That’s the story that the series spent a series more or less deliberately kiboshing, the story that they presented, then pulled back from, saying no, it’s too easy. That’s the story that took them four seasons to get around to, and what makes it worse is that the opening seasons even explicitly said that it wasn’t true.

There’s this turn of phrase, Finding the story in writing it, where you don’t know what a story is going to do, or where it winds up, but you have a premise so you go for it and you make it up as you go along and see what the story shows at the end. This works out okay for books, because they’re easy and cheap to revise and really badly for movies, because you often need to have a few thousand people involved in making an extra thirty seconds of someone scratching their butt.

In the case of Blacklist, they didn’t seem to have a clear image of what they were making in mind until they were halfway through. Then they had the arc of what a season had to do, and then they made that happen, outlining the shape of a mystery. But each mystery lacked for something it was about, and when they were completely exhausted, they had only one option left: Go back to the plot they’d already thrown away, and say oh it was this.

I don’t have special insight into this, by the way. This is me interpreting the text based on the text; it projects a lot of incoherence and inconsistency, which means that I’m jerked from considering the diegesis and start considering the meta – this is work that’s full of continuity nods, suggesting they want you to pay attention, but then breaks continuity on some of its most basic features. How basic?

Episode 1 Liz introduces herself talking about a criminal history and a host of complaints about her hostile, aggressive, mannish behaviour. This is of course, literally never followed up on. Tom Keene kills Jolene and the Cowboy and that makes sense until you remember literally all three of them were hired by Reddington. This has a bonus side order of colouring Tom Keene’s character forever and when he slots in with the Neo Nazis they even do a little scenelet to try and say he was going to blend in as one of the not so bad Neo Nazis, which, whoof. The Cabal, the Fulcrum, these huge complications in Liz’s life are mostly a byproduct of Reddington’s organisation building around her – he creates the problems that he has to solve. It’s not even presented very seriously like this: The narrative is of Red as a hypercompetent planner who has accidentally repeatedly fucked things up.

So why the hell did I watch all of it?

Well, one, the music is great.

Second, for all of its bah-humbug bad plotting it has a bunch of characters I really like in it, even if they’re given some of the stupidest stuff to work with. I like Samir until they have him talk about technical things, because I know just enough to know that they’re talking nonsense. I really liked the first season’s badass women of colour until they went away.
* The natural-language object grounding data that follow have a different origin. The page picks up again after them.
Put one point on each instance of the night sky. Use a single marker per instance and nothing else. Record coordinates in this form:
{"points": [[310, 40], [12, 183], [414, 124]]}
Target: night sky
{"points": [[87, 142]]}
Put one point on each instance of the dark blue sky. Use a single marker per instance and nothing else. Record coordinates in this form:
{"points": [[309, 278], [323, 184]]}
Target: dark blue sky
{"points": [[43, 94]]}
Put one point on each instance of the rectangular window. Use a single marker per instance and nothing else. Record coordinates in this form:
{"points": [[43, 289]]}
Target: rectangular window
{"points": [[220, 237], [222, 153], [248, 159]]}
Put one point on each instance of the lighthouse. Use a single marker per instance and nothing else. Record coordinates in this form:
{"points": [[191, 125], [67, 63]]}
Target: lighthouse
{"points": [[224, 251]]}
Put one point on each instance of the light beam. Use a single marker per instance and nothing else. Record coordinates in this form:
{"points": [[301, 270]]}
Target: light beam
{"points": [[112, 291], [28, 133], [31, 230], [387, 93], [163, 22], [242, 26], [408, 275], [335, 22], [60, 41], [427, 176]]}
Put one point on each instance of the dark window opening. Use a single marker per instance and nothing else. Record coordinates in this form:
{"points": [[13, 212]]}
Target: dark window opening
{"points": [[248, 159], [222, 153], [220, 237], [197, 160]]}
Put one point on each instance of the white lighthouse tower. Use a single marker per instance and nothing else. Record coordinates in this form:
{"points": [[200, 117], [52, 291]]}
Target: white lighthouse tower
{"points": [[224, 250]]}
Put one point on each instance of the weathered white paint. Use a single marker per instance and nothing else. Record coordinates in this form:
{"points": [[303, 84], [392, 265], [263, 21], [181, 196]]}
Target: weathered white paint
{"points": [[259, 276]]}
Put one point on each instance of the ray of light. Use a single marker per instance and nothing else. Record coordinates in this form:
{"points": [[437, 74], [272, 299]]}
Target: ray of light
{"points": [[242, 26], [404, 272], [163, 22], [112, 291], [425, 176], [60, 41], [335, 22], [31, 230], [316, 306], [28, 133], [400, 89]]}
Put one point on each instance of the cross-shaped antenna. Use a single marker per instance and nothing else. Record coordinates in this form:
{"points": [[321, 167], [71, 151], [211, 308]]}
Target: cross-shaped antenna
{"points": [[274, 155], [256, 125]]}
I like Tom Keene because half the time he feels like he wasn’t the character who murdered Jolene and hung out with Nazis. I also really properly like Mr Kaplan, who had this wonderful arc of an evolving, expanding character, where learning backstory didn’t actually contradict what you already knew. Also, Dembe is a great comic foil of a character.

Third, I realise, this show is basically X-files but instead of Conspiracy Theory Wizards, it has nothing but Crime Wizards. It’s full of these characters with super-arch, pointlessly useless names – They call him The Courier. Oh, so the courier’s on his way? Well, yes, but – do you, do you mean the Courier or the courier. Oh damn. But they’re always full of ridiculous superpowers meant to be justified with the most ridiculous of science – oo, the troll farmer is … a troll with a harrassment sweatshop? This dude doesn’t have a nose, and –

(There is a super awkward question of why the Blacklisters are inevitably ugly, deformed, or people of colour.)

And of course, Aldis Hodge shows up – and I will watch almost any show with an Aldis Hodge moment in it.

Anyway, I don’t have much to say beyond wanting to go on public record somewhere that The Blacklist is a really, really stupid series.